A new study published by six AI researchers at Apple aims to prove that Large Language Models, such as OpenAI's ChatGPT or Google's Gemini, are not capable of performing logical reasoning:

There is just no way you can build reliable agents on this foundation, where changing a word or two in irrelevant ways or adding a few bit of irrelevant info can give you a different answer

OpenAI benchmarks their LLMs using their tool "GSM8K". Three years ago, GPT-3 scored 35% on the test, but today's LLMs are able to score more than 95%. The researchers asked themselves the following question:

has model 'reasoning' really improved? How much of this is genuine logical/symbolic reasoning? vs. pattern recognition, inadvertent data contamination, or overfitting?

To explore this, the group introduced a new LLM benchmark called "GSM-Symbolic" to conduct their study, using GSM8K examples but with different values and names:

The GSM-Symbolic benchmark revealed a decline of ~10%!

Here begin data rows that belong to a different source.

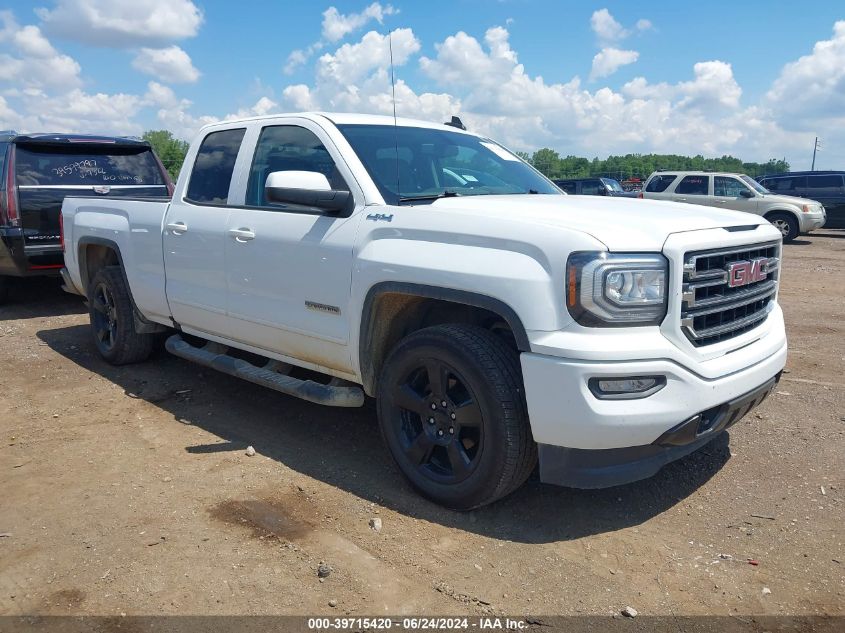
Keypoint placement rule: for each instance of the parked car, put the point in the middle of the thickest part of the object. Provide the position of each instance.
(828, 187)
(792, 216)
(496, 320)
(38, 170)
(594, 187)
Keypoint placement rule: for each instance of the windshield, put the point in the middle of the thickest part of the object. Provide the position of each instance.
(411, 164)
(756, 186)
(612, 184)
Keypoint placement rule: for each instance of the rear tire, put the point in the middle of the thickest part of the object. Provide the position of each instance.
(112, 319)
(452, 413)
(785, 223)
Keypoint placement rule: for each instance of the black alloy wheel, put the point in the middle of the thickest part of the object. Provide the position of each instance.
(440, 428)
(452, 412)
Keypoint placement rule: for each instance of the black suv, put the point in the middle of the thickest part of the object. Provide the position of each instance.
(827, 187)
(594, 187)
(38, 170)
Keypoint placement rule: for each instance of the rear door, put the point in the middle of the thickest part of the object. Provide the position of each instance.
(826, 189)
(47, 172)
(194, 235)
(727, 194)
(787, 185)
(659, 187)
(693, 189)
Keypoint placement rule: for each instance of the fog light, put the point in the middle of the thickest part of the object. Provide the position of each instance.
(626, 387)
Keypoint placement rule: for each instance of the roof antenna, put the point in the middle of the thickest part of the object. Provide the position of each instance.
(395, 125)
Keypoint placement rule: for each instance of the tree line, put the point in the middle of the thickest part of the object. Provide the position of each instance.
(172, 152)
(552, 165)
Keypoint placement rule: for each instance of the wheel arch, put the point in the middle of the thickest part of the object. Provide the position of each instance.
(392, 310)
(795, 214)
(95, 253)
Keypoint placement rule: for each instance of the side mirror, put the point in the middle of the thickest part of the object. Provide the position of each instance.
(304, 188)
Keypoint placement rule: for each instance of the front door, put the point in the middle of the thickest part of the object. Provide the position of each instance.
(194, 236)
(289, 268)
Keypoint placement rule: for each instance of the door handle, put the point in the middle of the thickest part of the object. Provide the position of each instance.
(242, 234)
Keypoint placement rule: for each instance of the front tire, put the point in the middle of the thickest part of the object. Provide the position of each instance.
(452, 413)
(786, 224)
(112, 319)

Would a grade-school student's math test score vary by ~10% if we only changed the names?

Okay, but do LLMs truly understand mathematical concepts? Well, the group also developed a new benchmark named "GSM_NoOp": "We add a single clause that seems relevant but doesn't contribute to the overall reasoning"

A massive decline:

Conclusion:

Our findings reveal that LLMs exhibit noticeable variance when responding to different instantiations of the same question.

They hypothesized that this is because LLMs are simply not capable of logical reasoning.